A proteção ao meio ambiente é tema que, ao longo das últimas décadas, ganhou destaque preponderante, em todos os meios de comunicação, sejam nacionais ou internacionais. Para além disso, trata-se de um foco prioritário de ações por parte de toda a comunidade internacional no sentido de adotar posturas voltadas à preservação do meio ambiente, como forma de assegurar a vida para as futuras gerações.

A preocupação, antes de tudo, deve-se ao fato de que existe uma séria ameaça de que em um futuro, não muito distante, os recursos ambientais possam ficar cada vez mais escassos, o que seguramente prejudicará a vida do ser humano em nosso planeta.

O termo "proteção ao meio ambiente" não deve significar uma inércia social, ou seja, não pode representar a não utilização e a não exploração dos recursos naturais. É fato que, para movimentar a economia globalizada em que se inserem todas as nações, a utilização dos recursos naturais se faz indispensável. Todavia, de forma consciente e equilibrada, preservando e recuperando referidos recursos, bem como criando fontes alternativas de energia, de forma a não promover o esgotamento e a escassez no ambiente. Trata-se de medida mais do que politicamente correta: é essencial.

O presente artigo tem por finalidade abordar o conceito de proteção ao meio ambiente e Desenvolvimento Sustentável, a partir da vertente dos direitos humanos, notadamente porque a finalidade dessa proteção, em última análise, é salvaguardar a vida humana.

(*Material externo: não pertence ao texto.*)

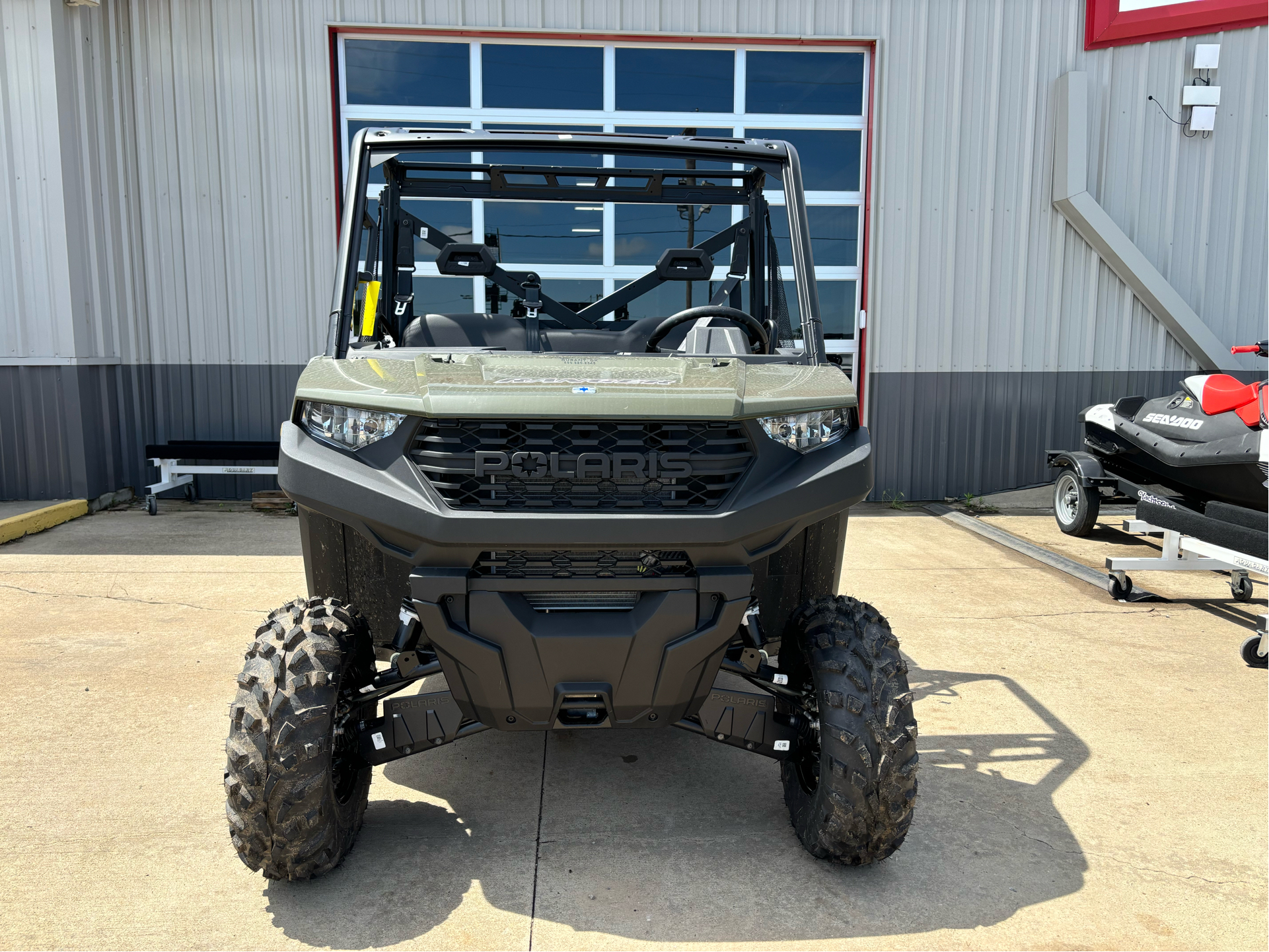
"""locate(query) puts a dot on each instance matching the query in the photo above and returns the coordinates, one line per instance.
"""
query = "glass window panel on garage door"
(816, 99)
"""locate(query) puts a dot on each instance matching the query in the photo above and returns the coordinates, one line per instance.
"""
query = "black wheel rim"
(806, 762)
(345, 760)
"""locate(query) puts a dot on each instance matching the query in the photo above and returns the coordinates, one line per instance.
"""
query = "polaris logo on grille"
(604, 466)
(1183, 421)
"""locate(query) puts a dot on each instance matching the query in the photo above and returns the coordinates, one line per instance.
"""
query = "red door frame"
(334, 31)
(1106, 26)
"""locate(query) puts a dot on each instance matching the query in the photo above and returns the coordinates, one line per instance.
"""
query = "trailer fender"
(1087, 465)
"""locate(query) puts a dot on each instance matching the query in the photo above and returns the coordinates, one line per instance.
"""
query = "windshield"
(566, 249)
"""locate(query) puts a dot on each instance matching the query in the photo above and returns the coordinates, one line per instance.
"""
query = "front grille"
(581, 601)
(534, 465)
(573, 564)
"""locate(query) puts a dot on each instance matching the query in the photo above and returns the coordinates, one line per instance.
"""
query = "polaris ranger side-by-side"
(578, 512)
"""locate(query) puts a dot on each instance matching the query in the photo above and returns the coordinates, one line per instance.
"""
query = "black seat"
(505, 332)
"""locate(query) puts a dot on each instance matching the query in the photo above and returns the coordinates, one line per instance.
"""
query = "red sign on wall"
(1107, 24)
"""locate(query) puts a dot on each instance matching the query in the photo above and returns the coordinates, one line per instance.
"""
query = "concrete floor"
(1094, 774)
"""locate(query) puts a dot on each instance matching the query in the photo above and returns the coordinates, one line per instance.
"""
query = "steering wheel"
(750, 325)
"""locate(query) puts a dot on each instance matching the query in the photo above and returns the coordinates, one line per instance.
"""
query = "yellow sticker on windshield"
(372, 307)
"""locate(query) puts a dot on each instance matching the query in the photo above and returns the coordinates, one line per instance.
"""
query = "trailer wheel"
(852, 785)
(1075, 504)
(296, 789)
(1241, 588)
(1251, 653)
(1120, 591)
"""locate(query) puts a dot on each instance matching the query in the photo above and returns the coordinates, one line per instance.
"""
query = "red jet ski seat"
(1222, 392)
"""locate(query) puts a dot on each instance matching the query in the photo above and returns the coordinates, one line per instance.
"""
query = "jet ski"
(1206, 442)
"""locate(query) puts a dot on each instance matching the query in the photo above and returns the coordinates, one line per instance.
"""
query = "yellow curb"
(40, 519)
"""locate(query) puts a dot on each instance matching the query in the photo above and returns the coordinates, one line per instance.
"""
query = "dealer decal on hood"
(651, 383)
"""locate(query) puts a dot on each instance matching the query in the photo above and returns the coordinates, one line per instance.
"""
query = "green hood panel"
(584, 386)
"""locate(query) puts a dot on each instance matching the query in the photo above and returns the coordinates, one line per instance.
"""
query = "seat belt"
(738, 271)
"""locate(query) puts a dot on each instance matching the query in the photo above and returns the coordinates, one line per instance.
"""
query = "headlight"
(348, 425)
(806, 432)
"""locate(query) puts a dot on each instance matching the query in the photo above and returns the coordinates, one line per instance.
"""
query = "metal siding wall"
(33, 245)
(971, 260)
(196, 141)
(235, 220)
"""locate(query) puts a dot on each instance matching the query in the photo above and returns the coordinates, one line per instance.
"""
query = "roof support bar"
(1089, 219)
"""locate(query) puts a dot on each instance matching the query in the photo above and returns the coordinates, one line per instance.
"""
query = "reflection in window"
(829, 158)
(534, 158)
(571, 293)
(834, 234)
(405, 73)
(836, 307)
(643, 231)
(803, 83)
(542, 77)
(452, 219)
(678, 81)
(442, 295)
(545, 233)
(671, 297)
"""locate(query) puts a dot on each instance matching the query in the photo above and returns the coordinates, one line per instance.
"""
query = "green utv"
(578, 512)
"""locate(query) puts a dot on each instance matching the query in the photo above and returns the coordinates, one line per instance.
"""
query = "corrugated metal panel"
(33, 249)
(971, 260)
(216, 166)
(192, 143)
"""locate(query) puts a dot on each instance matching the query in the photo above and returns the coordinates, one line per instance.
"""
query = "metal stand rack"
(173, 474)
(1183, 554)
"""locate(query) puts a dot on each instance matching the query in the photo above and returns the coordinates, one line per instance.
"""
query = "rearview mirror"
(684, 264)
(466, 260)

Para tanto, propõe-se a apresentar algumas considerações sobre o histórico e o atual conceito de Desenvolvimento Sustentável e, em seguida, apresentar a aplicabilidade desse termo em casos julgados pelas Cortes Internacionais. Mais especificamente, serão analisados os seguintes casos: a) Gabcikovo - Nagymaros (Hungria vs. Eslováquia), Corte Internacional de Justiça 1997 e b) O chamado caso das papeleras (MERCOSUL, Protocolo de Olivos, 2006).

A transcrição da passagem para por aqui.